Donnerstag, 19. April 2012

32 Tradis an einem Tag veröffentlicht

In meiner Homezone (28km) wurden gestern 32 neue Tradis veröffentlicht. Mag sein das dies in Ballungszentren normal ist, aber am Rande des Hochsauerlandkreises ist das schon sehr viel. Da wird einem bewusst wieviel Arbeit die Reviewer an manchen Tagen haben. Offenbar hatten die Reviewer sich vorgenommen die FTF Jäger in Wallung zu versetzen. ;-)
Wenn das so weiter geht wird es in 2-3 Jahren in meiner Homezone keine cachefreie Stelle geben.

Dienstag, 3. April 2012

Amüsante write note

Gestern bekam ich folgende write note bei einem T5 Baum.

Log Date: 4/2/2012
Gefunden! aber da T5 Bewertung nicht dran gekommen!
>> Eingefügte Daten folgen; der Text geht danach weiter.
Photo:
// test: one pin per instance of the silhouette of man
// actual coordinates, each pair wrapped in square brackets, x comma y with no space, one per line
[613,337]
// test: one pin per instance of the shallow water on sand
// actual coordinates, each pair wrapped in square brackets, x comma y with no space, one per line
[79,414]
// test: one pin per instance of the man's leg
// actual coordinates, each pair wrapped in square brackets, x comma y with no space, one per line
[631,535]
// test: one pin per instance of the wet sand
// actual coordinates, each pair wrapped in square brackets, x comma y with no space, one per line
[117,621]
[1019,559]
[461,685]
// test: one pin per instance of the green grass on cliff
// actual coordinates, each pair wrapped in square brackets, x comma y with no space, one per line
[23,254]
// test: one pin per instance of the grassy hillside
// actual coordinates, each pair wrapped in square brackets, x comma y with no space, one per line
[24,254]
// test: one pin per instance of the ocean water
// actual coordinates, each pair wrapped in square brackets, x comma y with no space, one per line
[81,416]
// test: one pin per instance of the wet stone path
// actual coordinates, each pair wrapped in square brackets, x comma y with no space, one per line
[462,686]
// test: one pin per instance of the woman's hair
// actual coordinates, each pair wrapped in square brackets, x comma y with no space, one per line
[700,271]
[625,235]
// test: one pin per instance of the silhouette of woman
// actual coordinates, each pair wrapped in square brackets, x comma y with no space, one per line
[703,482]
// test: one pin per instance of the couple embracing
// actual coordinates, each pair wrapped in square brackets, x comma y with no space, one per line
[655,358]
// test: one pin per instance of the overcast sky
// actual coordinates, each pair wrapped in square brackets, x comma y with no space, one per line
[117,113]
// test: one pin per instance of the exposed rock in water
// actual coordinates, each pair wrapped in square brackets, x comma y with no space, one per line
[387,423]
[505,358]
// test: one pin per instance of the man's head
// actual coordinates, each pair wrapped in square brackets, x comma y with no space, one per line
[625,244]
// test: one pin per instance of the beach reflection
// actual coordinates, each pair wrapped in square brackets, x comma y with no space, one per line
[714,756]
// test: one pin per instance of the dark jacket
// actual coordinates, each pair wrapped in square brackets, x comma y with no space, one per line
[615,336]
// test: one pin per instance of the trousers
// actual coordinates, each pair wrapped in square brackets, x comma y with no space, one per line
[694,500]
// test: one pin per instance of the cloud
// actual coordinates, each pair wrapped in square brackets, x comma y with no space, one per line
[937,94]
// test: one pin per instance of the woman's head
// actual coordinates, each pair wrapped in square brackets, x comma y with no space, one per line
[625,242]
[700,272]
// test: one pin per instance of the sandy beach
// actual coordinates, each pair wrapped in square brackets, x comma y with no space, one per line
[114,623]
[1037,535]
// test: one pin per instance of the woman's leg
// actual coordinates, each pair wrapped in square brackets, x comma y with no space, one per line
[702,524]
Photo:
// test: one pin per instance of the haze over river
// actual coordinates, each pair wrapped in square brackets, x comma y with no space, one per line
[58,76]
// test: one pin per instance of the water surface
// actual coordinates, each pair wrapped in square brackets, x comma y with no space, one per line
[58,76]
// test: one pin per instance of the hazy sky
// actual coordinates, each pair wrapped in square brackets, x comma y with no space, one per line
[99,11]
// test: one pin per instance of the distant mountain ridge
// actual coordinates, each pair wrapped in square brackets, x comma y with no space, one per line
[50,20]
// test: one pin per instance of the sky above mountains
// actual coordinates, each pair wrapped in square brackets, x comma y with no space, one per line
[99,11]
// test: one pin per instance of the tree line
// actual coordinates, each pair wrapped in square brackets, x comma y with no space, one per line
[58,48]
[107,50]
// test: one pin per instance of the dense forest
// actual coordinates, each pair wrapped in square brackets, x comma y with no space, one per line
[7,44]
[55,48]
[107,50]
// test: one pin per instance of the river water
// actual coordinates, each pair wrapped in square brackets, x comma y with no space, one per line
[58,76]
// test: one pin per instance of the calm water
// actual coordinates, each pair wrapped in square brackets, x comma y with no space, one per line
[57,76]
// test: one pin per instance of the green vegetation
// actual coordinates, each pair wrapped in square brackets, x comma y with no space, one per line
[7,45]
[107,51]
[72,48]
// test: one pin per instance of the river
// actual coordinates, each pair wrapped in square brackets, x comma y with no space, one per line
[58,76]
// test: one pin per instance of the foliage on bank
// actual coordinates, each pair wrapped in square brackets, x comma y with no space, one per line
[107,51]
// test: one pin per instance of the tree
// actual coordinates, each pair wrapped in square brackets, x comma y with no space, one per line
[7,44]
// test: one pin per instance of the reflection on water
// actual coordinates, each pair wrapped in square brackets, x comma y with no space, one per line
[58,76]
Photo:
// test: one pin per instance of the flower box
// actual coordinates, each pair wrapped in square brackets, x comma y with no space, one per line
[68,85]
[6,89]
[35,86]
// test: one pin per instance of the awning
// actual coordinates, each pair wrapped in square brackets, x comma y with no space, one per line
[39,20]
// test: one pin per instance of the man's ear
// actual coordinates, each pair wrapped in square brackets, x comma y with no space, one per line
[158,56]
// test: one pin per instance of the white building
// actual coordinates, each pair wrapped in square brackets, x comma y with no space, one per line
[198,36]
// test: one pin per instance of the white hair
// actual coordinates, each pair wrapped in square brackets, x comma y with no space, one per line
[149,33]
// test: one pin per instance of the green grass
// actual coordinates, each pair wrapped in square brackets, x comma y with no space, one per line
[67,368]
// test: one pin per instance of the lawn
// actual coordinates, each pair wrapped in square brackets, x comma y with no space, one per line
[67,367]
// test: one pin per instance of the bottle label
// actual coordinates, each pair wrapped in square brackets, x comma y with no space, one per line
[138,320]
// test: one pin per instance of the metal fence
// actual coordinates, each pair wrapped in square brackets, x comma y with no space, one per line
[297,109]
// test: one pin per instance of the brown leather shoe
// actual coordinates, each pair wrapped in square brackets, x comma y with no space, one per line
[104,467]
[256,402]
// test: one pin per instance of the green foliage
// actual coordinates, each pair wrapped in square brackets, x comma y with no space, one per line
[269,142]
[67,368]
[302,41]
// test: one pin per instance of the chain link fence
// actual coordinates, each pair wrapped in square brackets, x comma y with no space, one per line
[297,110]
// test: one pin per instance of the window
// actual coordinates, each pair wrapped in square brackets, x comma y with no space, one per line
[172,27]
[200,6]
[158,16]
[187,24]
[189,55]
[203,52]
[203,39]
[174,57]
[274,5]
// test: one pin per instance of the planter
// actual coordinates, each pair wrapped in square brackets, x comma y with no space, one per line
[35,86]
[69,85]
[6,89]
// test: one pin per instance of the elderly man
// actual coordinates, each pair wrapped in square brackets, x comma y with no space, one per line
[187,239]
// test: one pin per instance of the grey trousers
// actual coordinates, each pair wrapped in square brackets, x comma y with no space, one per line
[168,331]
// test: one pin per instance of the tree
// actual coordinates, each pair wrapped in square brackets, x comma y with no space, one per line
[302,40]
Schade! Konnte mich natürlich nicht loggen...


Hätte er vorher das Listing gelesen, hätte er gewusst das man in an in 10 m Höhe liegende Dosen nicht dran kommt. ;-)

Donnerstag, 23. Februar 2012

Kleine Anfrage beim Landtag NRW

Bei der Recherche über Geocaching in der Politik, bin auf das geocaching NRW Portal gestoßen.
Dort wird über eine kleine Anfrage beim Landtag NRW berichtet. Offenbar benutzt das zuständige Ministerium den Geoclub und diverse Blogs als Infoquelle.
Bedenklich ist dabei der Abschnitt: So kommt es vor, dass Geocacher sich bei der Cache-Suche abseits der Wanderwege verletzen. Ebenso stören Geocacher immer häufiger die Rückzugsgebiete heimischer Wildtierarten. Da das Geocaching immer beliebter wird, und das Suchen nach „caches“ abseits von Waldwegen immer interessanter und aufregender zu werden scheint, ist von einer im Vergleich zum klassischen Spaziergänger oder Wanderer erhöhten Umweltbelastung beim Geocaching auszugehen.

Da scheint sich die Meinung festzusetzen dass Geocacher lieber abseits von Wegen unterwegs wären. Dabei ist nur ein sehr kleiner Teil der Geocache, welche ich kenne querfeldein zu suchen. Und dies ist dann auch meist illegal. Ich finde es als problematisch das sich das Umweltministerium, offenbar mangels Alternativen, Artikel aus der grünen Hölle und von Blogschreibern als Quelle bemüht. Eine solche Recherche ist in diesem Fall nicht positiv für unser Hobby.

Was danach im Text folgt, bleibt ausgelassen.